Vernon Subutex 3 by Virginie Despentes

Vernon Subutex 3 by Virginie Despentes

Auteur:Virginie Despentes
La langue: fra
Format: epub
Tags: Littérature française
Éditeur: Grasset
Publié: 2017-05-23T22:00:00+00:00


Elle fréquente les mêmes personnes qu’avant – mais elle ne les invite plus chez elle. Elle ment. Elle dit qu’elle a déménagé parce que sans Lancelot, la maison lui fout le cafard. Que c’est trop grand que ça ne sert à rien, qu’elle a préféré changer ses habitudes, qu’elle adore son nouveau quartier. Elle raconte qu’elle s’est dégoté un joli petit deux-pièces, un peu au-dessus du Marais. Elle vit à Parmentier. Elle dit à ses amies je vous inviterai bientôt mais je n’ai pas terminé de décorer. La disgrâce sociale n’a aucun charme aux yeux de ses amis. Pas plus qu’elle n’en avait aux siens, avant. Mais elle ne s’amuse pas autant qu’avant, quand elle voit ses anciens copains.

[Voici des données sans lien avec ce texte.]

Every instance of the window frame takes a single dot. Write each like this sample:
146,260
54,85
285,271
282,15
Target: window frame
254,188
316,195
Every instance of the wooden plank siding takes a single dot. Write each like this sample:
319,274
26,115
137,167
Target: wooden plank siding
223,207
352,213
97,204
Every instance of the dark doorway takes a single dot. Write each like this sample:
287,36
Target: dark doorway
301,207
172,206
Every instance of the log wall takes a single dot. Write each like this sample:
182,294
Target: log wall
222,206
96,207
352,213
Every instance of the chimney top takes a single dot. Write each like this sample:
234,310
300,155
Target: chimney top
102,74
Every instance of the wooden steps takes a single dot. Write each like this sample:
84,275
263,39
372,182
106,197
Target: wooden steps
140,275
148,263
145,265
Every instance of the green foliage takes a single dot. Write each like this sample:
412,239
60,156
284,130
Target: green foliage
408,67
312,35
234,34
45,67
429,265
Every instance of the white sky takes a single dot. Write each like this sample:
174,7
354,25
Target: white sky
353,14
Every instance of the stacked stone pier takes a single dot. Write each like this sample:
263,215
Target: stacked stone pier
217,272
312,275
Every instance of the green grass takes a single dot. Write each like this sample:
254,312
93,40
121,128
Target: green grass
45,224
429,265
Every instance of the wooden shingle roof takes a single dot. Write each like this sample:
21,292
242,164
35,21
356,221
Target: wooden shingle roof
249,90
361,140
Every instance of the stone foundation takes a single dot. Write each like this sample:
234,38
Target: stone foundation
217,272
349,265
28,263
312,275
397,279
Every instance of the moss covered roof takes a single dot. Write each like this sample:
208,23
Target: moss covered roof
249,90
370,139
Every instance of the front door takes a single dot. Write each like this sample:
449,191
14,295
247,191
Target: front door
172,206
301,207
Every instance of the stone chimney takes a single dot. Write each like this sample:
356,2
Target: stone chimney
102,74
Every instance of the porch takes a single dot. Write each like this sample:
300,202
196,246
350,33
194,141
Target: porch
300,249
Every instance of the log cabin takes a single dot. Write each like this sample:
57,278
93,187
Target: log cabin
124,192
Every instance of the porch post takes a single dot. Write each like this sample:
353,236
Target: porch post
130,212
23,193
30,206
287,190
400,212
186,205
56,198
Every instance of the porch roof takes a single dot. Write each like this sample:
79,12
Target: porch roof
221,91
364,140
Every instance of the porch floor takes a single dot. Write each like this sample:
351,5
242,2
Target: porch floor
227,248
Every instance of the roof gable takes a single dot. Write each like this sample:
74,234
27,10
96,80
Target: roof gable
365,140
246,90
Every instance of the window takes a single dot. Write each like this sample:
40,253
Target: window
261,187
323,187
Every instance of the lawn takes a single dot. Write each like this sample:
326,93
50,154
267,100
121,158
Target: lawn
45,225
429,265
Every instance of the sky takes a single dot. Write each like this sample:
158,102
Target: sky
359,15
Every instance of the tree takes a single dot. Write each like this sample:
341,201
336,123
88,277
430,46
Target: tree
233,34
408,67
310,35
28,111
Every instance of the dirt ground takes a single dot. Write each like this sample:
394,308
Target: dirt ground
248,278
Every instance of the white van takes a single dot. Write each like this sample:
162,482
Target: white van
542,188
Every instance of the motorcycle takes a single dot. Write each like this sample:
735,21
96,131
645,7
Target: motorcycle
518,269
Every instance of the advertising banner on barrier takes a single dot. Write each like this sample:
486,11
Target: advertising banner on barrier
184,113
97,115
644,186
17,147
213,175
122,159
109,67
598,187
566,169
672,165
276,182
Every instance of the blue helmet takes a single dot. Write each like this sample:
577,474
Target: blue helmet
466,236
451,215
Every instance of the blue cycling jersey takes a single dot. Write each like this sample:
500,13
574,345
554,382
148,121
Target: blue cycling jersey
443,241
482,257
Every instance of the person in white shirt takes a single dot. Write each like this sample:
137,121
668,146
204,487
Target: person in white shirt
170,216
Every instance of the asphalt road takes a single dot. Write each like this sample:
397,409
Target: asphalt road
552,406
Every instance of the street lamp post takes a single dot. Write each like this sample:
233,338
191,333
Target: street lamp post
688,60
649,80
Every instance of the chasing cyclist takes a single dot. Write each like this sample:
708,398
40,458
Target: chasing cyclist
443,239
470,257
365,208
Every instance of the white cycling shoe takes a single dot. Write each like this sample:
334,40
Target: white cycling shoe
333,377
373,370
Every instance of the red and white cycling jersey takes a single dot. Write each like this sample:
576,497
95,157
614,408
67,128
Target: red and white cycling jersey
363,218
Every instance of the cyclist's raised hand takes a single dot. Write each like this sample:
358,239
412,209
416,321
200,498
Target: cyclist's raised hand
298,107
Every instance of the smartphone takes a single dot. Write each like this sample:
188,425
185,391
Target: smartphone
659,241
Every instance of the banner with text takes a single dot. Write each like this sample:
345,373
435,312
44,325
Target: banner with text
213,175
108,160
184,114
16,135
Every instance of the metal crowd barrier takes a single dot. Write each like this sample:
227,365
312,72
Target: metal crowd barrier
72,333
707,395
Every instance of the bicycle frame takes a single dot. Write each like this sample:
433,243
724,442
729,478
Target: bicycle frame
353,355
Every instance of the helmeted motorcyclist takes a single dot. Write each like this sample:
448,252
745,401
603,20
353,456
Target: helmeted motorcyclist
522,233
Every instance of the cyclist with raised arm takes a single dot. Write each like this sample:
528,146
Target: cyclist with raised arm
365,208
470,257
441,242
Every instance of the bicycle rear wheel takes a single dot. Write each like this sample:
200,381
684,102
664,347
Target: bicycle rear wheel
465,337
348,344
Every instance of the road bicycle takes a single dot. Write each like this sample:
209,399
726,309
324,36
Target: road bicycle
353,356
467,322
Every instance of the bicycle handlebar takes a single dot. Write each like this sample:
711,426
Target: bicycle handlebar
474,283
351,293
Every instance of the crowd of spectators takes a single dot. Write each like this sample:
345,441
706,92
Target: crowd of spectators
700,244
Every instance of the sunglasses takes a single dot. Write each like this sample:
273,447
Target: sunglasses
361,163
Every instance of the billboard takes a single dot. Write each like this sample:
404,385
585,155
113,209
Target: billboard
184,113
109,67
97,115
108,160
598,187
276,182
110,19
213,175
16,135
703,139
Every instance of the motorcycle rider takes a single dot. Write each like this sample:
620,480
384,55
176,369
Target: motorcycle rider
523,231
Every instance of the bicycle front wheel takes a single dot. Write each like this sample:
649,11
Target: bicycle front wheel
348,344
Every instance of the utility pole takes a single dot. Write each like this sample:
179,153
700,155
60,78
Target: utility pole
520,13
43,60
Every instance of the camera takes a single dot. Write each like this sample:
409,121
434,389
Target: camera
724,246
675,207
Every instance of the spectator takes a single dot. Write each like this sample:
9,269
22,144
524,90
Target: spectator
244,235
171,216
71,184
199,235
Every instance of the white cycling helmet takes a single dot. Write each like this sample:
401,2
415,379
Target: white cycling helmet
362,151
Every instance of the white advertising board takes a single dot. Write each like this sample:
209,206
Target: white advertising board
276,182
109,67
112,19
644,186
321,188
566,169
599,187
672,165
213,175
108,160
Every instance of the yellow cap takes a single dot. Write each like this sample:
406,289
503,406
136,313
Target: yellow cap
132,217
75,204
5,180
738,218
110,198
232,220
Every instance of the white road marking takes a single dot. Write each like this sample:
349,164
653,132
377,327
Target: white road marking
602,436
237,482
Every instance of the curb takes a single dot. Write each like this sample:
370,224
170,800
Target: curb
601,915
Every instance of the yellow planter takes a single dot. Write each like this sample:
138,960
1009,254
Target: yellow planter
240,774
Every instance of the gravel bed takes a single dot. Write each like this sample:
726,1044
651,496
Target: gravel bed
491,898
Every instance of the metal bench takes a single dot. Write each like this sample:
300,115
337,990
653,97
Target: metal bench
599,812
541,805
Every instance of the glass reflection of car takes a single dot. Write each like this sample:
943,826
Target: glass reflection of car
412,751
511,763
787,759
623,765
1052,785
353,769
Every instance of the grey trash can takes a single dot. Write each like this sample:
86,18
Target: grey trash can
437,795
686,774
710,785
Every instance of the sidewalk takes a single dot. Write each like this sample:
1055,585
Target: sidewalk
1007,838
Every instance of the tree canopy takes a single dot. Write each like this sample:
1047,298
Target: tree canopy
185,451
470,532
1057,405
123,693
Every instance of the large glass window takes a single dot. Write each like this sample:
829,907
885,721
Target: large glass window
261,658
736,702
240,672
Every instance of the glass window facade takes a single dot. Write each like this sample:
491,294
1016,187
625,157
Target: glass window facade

Les conversations n’ont pas changé. C’est son oreille qui a bougé. Des remarques qu’elle n’aurait pas relevées, avant, la dérangent. Il y a toujours quelqu’un, à table, pour parler du plouc qui vit dans le village où il a une maison de campagne, et qui se contente des allocations plutôt qu’aller travailler. Le fraudeur, le paresseux, le profiteur – ses amis riches en comptent toujours un parmi leurs connaissances. Il est paradigmatique. Il se tourne les pouces à mille cinq cents euros mensuels. Il est dépensier. Il y a encore deux ans, Sylvie elle aussi avait son pauvre sous le coude, le mari de sa femme de ménage qui restait à la maison depuis des années à ne rien foutre et connaissait toutes les combines pour attraper l’argent de l’Etat. Mais depuis qu’elle n’a plus de femme de ménage, et qu’elle a dû effectuer pour elle-même toutes les démarches d’obtention du RSA et des allocations qu’elle pouvait toucher, elle n’est jamais arrivée au légendaire pactole mensuel qu’on évoque dans les dîners de riches. Elle n’est plus dépensière depuis que chaque facture lui arrive dans le plexus. Elle n’ose pas taper du poing sur la table et dire bon Dieu mais arrêtez de raconter des conneries allez-y chercher l’argent de l’Etat, allez les voir, vos pauvres, vos feignants… allez voir vous-mêmes combien il est facile de se débrouiller avec moins de mille euros par mois. Mais elle se tait. Elle qui a toujours ouvert sa gueule découvre la honte. C’est aussi qu’elle connaît ces gens : la réalité ne les affecte pas. Ce qui compte, c’est ce qu’ils se racontent, entre eux, autour d’une bonne bouteille de vin. Elle a été comme eux. De cette gauche-là. Qui se méfie des pauvres. Qui les aime bien, mais qui les connaît, qui ne s’en laisse pas compter. Trop bons trop cons. Et qui ne voit pas comment faire autrement que de les dresser. Car ils sont comme des chiens ingrats, ces pauvres. Ils mordent la main qui les a si bien cajolés. Ils sont mal habitués. C’est de la faute des riches. Ils ont été trop généreux.

Sylvie aussi a longtemps cru que quelqu’un comme elle ne tomberait jamais assez bas pour devoir s’inscrire au RSA. Ce n’était pas méchant, ça ne lui paraissait même pas méprisant.